Of course, even the optimists recognise that there are some real dangers to sustainability, with crude oil prices threatening to go through the roof.
 
However, even on this front, while international oil prices have been at threatening levels for over two years now, their impact on global economic performance in terms of growth and inflation has been invisible.
 
The jury is still out on the levels that oil prices will have to scale before they affect spending and slow growth. On the domestic front, the same optimists will also readily admit that infrastructure constraints must begin to bite sooner rather than later.
 
However, even here, the infinite capacity of the Indian system to eke out one more mile from a seemingly empty tank comes to the rescue. So, is economic pessimism passé?
 
Perhaps. However, scepticism is a stubborn trait and the signs that the UPA government is abandoning even its relatively modest reform agenda constitute one source of concern.
 
Now, a more concrete and immediate warning sign has emerged.
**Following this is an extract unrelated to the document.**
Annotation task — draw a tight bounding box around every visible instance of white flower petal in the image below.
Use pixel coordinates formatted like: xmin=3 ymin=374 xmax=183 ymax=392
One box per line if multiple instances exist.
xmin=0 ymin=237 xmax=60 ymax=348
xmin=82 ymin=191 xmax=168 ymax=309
An analysis of the first quarter results of the top 500 companies in the country, carried out by this newspaper, shows an above normal decline over the last quarter of the previous year.
 
There is typically a dip in first quarter numbers, as companies adjust themselves to their new plans for the year, but this year's decline is substantially greater than last year's.
 
For this set of companies, sales declined by almost 9 per cent, compared with less than 5 per cent last year, while profits declined by almost 27 per cent, compared with about 16 per cent last year.
 
Of course, these numbers are biased by the oil companies' performance, which is beyond their control because of the government's unwillingness to raise prices, but the telling fact is that substantially more than half of the companies experienced a decline in sales and profits, as opposed to less than a third one year ago.
 
As economic indicators go, this is not clinching evidence. However, taken in conjunction with other signals, the sceptics' view deserves some consideration.
 
For one, sales of commercial vehicles, typically sensitive to business cycles, have been noticeably slowing and the credit companies talk of a rise in truck loan delinquency levels.
 
For another, while industrial growth is robust, much of the recent surge is due to growth in textile products at an annual rate of over 30 per cent in the last couple of months. Industrial growth will begin to look much more modest without this.
 
Viewed in the context of the oil price situation, which must translate into higher domestic prices sooner rather than later, and the complete absence of movement on power sector reform, one could be forgiven for thinking that the rapid growth that people have got accustomed to in recent quarters may be yielding to more modest growth rates in the coming quarters.